Художник (Буньковская) - страница 92

Руки ее дрожали, по щекам ее потекли слезы. Он сделал это, ведь чувствовала, но не верила! Теперь его ждет смерть, он сам не справится.

— Зачем Абдулу ты без меня? — сквозь слезы произнесла она.

— Это правда, но теперь до тебя ему не добраться. А я сделаю так, что ему придется довольствоваться малым, для него важнее моя способность создавать живые вещи.

— Ты не сможешь создавать их без меня, — попыталась испробовать последний метод девушка.

— Смогу. Ты забываешь, что я не тот Ваня, каким я был ровно год назад. К тому же, у меня есть ты, — он указал на место, где скрывался его медальон с ее ликом, — Если хочешь, считай это прощаньем. Я не знаю, каким вернусь и вернусь ли. Билеты уже при мне, самолет через три часа, я не пойду домой. Прости меня…

Это было самое жуткое прощание за всю историю в ее жизни. Напротив стоял парень, который забрался в такую Тьму, что дальше не куда, но он собрался дальше… а между тем, ее спасая, иссушил себя, свою душу, чтоб оживить медальон в ее руке. На что ей смотреть на того, кем Ваня мог бы стать, но из любви к ней и своего глупого любопытства пред тайнами этого может никогда не случиться? С чего вообще он решил, что уже способен быть Воином?

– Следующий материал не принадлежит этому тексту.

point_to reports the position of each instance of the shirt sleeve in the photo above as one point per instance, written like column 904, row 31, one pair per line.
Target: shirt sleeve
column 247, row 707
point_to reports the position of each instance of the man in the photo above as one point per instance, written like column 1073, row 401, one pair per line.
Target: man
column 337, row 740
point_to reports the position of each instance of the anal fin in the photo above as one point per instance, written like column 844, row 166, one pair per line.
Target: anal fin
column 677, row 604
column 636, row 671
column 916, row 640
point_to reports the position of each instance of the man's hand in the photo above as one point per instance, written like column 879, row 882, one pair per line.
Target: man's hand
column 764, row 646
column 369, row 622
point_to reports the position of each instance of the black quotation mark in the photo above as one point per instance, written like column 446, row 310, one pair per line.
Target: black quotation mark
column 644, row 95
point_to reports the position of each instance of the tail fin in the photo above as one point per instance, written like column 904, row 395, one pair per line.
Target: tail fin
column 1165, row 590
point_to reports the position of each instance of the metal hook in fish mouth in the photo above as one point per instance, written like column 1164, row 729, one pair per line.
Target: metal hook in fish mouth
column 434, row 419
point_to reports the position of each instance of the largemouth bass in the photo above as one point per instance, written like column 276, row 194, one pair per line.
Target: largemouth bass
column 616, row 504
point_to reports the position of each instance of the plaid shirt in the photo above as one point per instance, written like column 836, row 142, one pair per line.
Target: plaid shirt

Она ничего не говорила ему, а он ей. Просто в темнеющей улочке он ушел в тень, а она долго стояла и прислушивалась к его удаляющимся неспешным шагам. Затем девушка подняла голову к фонарю, стоявшему недалеко и закрыв глаза, глубоко вздохнула, даже не пытаясь сдерживать слезы. В ладони она сжимала то холодеющий, то теплеющий медальон, а сама призывала на помощь к себе силы, чтобы это выдержать. Теперь она не чувствовала своего любимого вовсе. Теперь она никогда не узнает что с ним, в какую беду попал, а все ее чувства обращены к живому медальону. Такое впечатление, что Ваню слизало языком с лица Земли и его здесь никогда не было. Свободолюбивая Янина больше не хотела никакой свободы…


Он шел по этой темной улице и видел пред собой цель. Да, сердце и душа хотели обливаться слезами от тоски, но у него была своя миссия и чтобы ее исполнить, необходимо было позабыть об этом чувстве. Художник может делать то, что должен без чувств, а чувства беречь для творений. А для того, что он собрался сотворить, нужны были именно такие, совершенно не светлые чувства.

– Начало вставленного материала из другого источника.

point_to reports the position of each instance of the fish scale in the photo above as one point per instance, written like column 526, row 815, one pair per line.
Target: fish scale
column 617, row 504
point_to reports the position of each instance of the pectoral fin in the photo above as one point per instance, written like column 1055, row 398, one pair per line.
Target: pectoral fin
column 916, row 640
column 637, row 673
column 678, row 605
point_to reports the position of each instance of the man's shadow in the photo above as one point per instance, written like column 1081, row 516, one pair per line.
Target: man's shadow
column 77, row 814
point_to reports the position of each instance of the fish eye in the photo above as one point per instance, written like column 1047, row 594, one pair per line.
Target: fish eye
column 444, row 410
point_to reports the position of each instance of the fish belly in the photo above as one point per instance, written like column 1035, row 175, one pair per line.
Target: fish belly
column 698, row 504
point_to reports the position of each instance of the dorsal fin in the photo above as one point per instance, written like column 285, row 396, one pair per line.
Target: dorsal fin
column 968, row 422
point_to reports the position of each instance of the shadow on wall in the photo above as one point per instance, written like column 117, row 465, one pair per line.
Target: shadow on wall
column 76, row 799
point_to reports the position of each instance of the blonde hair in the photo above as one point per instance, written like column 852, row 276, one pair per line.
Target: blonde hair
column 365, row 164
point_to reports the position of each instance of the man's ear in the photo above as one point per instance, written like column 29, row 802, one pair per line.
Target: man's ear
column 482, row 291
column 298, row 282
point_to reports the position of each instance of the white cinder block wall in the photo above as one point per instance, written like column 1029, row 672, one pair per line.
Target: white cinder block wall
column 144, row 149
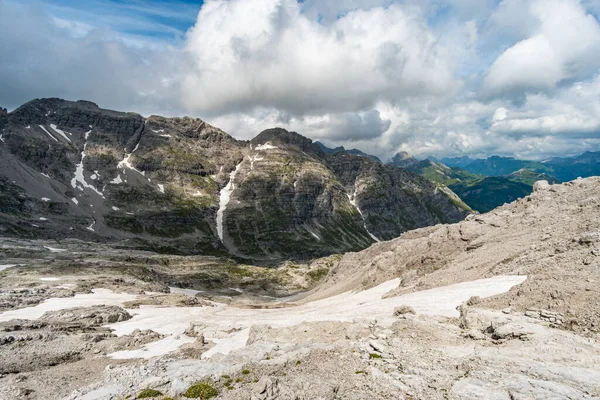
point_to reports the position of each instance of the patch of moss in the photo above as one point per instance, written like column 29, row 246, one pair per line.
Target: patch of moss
column 202, row 391
column 148, row 394
column 318, row 274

«Ты слышишь, Абдул? Я иду…»

И когда они встретились лицом к лицу следующим вечером, даже ночью в шикарной вилле этого странного мужчины, ожидающего свою брошь, то тот был очень удивлен, даже зол, что Иван явился без своей Музы. Сейчас он уже не притворялся верующим мусульманином, он был одет просто — в костюм-двойку темно-серого цвета и черные, блестящие волосы его лежали свободно на щеке, зачесаны на левую сторону.